You can also set this by using the call or apply features of JavaScript functions:

var f = Obj.dumb;
f.call(Obj); // "Johnny"

The first argument to call (and to apply) is the object to use as this. (With call, any subsequent arguments are passed to the function, so f.call(Obj, 1); would effectively be Obj.dumb(1);. With apply, the second argument is an array to use as the arguments for the function, so f.apply(Obj, [1]); would effectively be Obj.dumb(1);.)

More reading:

2 Comments

You can also use .bind: var f = Obj.dumb.bind(Obj); f(); :-)
@Rocket: True, at least on ES5 browsers (or if you use a shim).
1

I think I'm missing the problem here. Your code works fine.

var Obj = {
    name : "Johnny",
    dumb : function() {
        alert(this.name);
    }
}
Obj.dumb();  // Alerts 'Johnny'

This is because dumb is called on Obj which is set to this.

EDIT: If you did the following, it would be undefined:

var x = Obj.dumb;
x(); // Alerts ''

This is because this is now window (as the function is not being called on Obj anymore).

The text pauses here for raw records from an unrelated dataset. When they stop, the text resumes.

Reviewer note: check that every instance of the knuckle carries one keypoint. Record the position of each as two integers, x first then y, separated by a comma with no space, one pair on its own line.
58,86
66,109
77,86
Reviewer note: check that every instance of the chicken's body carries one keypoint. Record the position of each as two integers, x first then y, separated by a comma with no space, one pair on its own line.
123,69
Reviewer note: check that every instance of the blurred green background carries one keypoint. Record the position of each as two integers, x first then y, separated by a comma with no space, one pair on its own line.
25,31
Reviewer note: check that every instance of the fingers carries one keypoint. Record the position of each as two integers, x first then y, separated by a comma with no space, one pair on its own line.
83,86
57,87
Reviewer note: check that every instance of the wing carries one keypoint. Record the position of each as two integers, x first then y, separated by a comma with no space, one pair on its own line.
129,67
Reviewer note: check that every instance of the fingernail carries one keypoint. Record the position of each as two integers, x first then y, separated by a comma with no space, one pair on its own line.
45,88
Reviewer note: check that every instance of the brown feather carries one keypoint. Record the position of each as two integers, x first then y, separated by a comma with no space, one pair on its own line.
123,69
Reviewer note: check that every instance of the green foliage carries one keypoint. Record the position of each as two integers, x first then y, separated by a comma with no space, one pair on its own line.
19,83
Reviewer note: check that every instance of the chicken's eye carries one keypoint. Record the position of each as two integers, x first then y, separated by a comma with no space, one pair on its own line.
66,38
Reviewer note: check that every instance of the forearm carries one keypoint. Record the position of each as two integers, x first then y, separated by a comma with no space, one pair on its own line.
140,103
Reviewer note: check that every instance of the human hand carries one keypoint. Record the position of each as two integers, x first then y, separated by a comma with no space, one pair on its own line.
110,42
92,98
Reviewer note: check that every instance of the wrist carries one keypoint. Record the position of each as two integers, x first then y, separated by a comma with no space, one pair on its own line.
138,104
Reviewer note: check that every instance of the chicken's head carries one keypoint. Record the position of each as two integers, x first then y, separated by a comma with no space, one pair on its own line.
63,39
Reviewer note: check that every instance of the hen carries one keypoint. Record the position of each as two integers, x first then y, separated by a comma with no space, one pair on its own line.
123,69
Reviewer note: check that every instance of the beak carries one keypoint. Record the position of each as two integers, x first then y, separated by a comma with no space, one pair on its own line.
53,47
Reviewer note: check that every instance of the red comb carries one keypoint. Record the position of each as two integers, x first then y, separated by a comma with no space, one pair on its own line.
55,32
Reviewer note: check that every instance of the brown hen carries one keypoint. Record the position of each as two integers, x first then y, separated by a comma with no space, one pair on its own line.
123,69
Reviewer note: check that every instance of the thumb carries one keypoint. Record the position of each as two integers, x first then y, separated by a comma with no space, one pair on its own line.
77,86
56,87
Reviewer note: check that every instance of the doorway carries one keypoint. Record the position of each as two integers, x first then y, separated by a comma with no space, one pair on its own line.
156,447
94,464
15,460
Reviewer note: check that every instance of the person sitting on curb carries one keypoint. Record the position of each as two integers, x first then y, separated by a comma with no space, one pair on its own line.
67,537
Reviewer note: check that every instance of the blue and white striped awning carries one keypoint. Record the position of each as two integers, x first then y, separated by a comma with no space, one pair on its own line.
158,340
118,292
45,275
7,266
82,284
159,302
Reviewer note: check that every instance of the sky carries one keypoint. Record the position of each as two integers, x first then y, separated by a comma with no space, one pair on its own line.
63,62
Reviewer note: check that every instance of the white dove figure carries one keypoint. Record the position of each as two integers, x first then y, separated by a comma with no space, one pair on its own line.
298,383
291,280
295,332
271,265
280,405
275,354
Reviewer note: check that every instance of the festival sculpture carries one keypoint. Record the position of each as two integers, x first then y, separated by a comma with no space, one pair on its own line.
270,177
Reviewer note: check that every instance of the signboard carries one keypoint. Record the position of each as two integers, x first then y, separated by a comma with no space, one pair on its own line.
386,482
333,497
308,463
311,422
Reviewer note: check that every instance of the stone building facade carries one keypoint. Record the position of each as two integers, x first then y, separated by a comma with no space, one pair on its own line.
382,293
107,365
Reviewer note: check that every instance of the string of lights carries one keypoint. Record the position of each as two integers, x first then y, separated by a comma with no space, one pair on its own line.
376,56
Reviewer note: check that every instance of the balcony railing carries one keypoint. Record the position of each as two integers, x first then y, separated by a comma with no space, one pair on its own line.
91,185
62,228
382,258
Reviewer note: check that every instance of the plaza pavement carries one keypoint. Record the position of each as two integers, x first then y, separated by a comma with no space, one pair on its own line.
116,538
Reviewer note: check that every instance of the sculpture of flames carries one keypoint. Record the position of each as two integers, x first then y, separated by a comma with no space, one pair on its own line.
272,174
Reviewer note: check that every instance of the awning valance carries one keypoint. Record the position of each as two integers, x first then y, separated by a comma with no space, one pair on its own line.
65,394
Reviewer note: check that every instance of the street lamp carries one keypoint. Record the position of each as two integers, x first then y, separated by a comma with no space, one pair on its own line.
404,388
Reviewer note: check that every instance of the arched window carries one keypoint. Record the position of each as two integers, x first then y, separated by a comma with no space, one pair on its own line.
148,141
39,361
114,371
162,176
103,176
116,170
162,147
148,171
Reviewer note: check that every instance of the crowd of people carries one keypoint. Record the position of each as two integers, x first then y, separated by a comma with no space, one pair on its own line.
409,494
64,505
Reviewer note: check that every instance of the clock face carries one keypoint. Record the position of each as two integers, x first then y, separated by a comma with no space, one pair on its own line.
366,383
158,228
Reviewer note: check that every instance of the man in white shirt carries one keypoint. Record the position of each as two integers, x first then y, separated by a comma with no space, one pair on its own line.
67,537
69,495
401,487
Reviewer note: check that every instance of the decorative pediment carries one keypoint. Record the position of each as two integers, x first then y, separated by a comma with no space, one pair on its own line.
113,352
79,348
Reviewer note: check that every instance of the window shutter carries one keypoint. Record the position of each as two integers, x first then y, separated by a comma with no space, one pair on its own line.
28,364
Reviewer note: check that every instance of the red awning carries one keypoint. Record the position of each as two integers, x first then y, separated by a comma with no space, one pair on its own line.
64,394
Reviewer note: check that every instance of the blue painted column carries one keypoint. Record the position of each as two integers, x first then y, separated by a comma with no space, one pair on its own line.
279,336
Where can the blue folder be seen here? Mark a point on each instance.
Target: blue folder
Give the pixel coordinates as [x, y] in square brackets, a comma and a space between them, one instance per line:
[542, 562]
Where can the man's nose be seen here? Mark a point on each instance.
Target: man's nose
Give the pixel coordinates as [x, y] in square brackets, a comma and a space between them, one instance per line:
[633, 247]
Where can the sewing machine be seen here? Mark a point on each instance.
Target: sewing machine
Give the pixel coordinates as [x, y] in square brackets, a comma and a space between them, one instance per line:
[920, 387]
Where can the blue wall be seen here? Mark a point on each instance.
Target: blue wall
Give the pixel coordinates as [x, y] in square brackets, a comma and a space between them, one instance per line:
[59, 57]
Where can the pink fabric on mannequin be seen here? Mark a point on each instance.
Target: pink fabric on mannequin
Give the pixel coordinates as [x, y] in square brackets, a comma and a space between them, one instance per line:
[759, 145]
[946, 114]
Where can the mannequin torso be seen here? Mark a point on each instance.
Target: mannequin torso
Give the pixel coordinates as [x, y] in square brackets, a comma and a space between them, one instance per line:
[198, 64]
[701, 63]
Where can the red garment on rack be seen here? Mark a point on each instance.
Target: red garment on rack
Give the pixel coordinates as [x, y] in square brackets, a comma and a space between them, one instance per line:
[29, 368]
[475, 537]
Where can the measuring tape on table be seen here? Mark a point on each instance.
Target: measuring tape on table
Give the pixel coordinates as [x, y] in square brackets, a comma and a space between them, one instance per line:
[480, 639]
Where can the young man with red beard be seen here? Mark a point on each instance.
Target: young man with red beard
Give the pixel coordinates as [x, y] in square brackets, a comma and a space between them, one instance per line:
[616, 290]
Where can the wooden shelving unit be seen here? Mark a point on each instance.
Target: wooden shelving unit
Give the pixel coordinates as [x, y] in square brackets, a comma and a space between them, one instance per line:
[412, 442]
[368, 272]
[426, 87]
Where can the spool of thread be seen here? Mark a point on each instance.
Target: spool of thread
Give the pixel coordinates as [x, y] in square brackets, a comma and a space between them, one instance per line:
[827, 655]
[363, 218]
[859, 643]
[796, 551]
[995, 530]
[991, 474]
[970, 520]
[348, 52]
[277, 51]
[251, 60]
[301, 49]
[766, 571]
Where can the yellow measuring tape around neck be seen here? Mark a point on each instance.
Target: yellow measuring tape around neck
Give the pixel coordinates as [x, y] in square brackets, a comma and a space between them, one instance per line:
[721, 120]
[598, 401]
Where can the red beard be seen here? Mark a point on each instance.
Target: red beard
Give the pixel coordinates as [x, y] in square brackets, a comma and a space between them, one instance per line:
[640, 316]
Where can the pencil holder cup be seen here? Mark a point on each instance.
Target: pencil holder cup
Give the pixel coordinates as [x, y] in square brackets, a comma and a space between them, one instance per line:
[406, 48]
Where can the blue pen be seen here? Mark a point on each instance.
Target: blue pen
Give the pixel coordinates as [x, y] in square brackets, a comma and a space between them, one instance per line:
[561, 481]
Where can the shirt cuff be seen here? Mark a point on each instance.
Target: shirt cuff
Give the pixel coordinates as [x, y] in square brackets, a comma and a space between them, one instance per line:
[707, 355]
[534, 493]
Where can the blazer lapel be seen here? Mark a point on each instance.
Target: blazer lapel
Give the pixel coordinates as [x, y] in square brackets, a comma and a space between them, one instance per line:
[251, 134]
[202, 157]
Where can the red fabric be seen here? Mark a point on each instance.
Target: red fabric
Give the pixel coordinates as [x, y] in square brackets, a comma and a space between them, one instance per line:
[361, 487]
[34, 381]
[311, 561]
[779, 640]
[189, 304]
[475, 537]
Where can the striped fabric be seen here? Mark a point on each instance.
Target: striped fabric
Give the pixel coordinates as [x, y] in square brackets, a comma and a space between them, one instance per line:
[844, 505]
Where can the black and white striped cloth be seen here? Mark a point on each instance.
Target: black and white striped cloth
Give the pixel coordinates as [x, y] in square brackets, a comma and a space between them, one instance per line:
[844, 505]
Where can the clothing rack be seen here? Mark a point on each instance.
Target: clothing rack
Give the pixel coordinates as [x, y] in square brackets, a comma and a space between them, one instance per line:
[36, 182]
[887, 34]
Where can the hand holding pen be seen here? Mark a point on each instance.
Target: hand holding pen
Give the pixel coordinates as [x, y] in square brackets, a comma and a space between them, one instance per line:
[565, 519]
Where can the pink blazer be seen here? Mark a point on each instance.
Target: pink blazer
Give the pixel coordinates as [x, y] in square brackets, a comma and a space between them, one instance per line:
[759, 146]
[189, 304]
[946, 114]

You'd have to either .call:

var x = Obj.dumb;
x.call(Obj); // Alerts 'Johnny'

Or .bind (ECMAScript 5, meaning modern browsers only):

var x = Obj.dumb.bind(Obj);
x.call(); // Alerts 'Johnny'

Comments

0

Everything in JS is an object. this is not "the function being called" it is the object it is being called on (unless you use something like apply() to mess with that).

Obj.dumb();

will have this === Obj so this.name will resolve to "Johnny".

Just make sure you call Obj.dumb() and don't do something like:

// This won't work
var foo = Obj.dumb;
foo();

… as, while foo will be the same function as dumb, the context is different (and this will be the default object: window).

1 Comment

"Everything in JS is an object." Not quite. Nearly everything, but we do have primitives (strings that aren't Strings, numbers that aren't Numbers).